Leading with Empathy

Best-selling author Dan Goleman explains why it’s more essential than ever for leaders to actively listen to what their employees are saying.

March 31, 2025

Daniel Goleman is author of the international best-seller Emotional Intelligence and Optimal: How to Sustain Personal and Organizational Excellence Every Day. He is a regular contributor to Korn Ferry. 

When it comes to what success looks like, one leadership trait has become more critical than ever: empathy. No longer just a “soft skill,” this seven-letter word has become a hard requirement for business success.

The correlation between empathy and results isn’t new—the data has been pointing in this direction for well over a decade. The top 10 companies on the Harvard Business Review's "Global Empathy Index" saw 50% higher earnings than the bottom 10 companies, perhaps due to the impact of empathy on engagement and retention. The vast majority of employees—87% in one study—say empathy boosts morale and increases efficiency, creativity, idea sharing, and innovation.

Opportunities to demonstrate empathy are everywhere in organizational life, from the openings of meetings to watercooler conversations to the handling of mergers and acquisitions. Authentically empathic leaders actively listen to employees’ concerns, recognize their challenges, and respond with support that fosters both well-being and productivity. They take the time to be with the real issues and emotions their teams face—to understand both what motivates people and what gets in their way.

But while 87% of US workers say empathy leads to better leadership, over half see most attempts at empathy as inauthentic. This has been called “empathy washing”— a performative or insincere display of care or concern. It’s what happens when corporate statements, companywide communications, and handbooks refer to a kind of consideration and focus on people that just doesn’t exist in the day to day. It’s the dissonance people experience when empathy is positioned as a program, policy, or priority, without any real change in leadership’s behavior.

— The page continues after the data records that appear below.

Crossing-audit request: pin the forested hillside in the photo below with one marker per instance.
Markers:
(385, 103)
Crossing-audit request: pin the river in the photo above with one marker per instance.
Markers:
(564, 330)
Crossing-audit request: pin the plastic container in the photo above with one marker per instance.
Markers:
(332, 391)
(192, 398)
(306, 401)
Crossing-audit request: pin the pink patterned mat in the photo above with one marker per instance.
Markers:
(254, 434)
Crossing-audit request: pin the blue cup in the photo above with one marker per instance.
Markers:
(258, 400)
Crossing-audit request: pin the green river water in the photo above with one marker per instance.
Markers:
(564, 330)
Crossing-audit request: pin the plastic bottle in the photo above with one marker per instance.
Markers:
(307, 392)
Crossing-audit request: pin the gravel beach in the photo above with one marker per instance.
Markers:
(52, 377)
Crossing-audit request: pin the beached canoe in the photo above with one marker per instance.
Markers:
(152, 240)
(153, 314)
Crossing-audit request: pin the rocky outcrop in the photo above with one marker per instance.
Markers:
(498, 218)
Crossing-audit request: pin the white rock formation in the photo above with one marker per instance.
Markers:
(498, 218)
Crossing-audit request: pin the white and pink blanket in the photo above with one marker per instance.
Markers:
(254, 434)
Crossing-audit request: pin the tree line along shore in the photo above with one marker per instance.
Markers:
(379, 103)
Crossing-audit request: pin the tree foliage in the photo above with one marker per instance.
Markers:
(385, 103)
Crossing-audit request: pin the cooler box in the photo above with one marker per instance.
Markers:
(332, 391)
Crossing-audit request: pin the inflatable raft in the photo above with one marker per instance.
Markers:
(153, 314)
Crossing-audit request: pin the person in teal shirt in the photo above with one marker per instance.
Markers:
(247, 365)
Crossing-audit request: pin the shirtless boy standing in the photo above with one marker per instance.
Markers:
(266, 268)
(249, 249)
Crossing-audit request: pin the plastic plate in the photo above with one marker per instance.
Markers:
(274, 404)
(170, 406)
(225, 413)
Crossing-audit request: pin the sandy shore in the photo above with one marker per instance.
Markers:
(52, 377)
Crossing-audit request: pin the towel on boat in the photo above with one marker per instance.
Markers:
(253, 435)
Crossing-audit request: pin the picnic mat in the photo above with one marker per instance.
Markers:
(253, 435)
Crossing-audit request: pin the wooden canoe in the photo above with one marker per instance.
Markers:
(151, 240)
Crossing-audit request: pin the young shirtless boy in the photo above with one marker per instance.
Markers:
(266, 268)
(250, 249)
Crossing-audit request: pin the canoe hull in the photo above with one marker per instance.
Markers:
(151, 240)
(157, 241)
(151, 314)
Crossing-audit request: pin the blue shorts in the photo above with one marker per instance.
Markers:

If trust is the currency of leadership, empathy is what builds wealth. And yet, according to a 2024 study, close to 40% of CEOs still believe it has no place in the workplace. For those who do see its positive impact, developing it feels like a challenge, with 63% of CEOs saying it's hard to demonstrate this kind of care in their day to day.

The challenge has much to do with the state of anxiety most leaders live in. In a series of six studies with over 1,300 total participants, researchers found that of all the emotions, anxiety and surprise were most likely to cause egocentrism and make people unable to consider the feelings and perspectives of others. Turns out, an incessant ruminating about the past or trying to control the future makes attuning to those around you far more difficult.

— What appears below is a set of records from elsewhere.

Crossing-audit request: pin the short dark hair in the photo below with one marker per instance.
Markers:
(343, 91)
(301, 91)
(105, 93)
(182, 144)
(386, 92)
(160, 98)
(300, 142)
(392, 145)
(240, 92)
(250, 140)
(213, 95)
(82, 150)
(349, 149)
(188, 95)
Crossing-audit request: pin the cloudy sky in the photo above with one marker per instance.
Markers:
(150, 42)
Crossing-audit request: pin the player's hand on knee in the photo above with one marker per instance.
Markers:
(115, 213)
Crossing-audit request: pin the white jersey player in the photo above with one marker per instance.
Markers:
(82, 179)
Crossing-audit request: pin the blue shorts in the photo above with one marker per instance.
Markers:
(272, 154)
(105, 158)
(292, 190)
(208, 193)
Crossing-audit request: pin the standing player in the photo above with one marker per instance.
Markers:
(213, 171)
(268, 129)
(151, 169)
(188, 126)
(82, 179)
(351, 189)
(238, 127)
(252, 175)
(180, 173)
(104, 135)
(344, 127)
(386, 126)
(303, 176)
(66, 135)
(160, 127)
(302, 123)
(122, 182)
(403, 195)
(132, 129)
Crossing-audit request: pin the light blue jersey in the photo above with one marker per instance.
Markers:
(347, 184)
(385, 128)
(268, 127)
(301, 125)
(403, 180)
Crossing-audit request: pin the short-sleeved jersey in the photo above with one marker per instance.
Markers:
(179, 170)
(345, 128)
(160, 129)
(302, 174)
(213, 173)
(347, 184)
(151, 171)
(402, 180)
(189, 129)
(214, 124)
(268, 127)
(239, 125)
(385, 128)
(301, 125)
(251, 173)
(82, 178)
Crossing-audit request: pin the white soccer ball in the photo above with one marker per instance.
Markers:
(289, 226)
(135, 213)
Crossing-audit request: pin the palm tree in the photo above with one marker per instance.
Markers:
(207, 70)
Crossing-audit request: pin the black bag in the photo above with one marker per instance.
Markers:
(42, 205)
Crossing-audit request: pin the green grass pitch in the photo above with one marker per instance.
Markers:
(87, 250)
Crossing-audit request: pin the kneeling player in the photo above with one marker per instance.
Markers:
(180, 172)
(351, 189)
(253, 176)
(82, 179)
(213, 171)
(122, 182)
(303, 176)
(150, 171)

This is the inflection point we are at: Empathy is what is needed—and also what may be most challenging to cultivate.

If last year was any indication, we could be entering a moment of more stability in leadership: According to one study, the average executive tenure rose slightly in 2024, from 4.5 years to 4.9. While this may be a sign that businesses are finding their footing after the seismic disruptions of the COVID-19 pandemic, leaders still exist in a landscape shaped by uncertainty and change. Even if the increase in executive tenure suggests that businesses are finding their footing again, longevity alone isn’t enough. The real question is: What kind of leaders will occupy these roles for the next five years? Will they be transactional and focused solely on performance metrics, or transformational—driving growth through connection and understanding?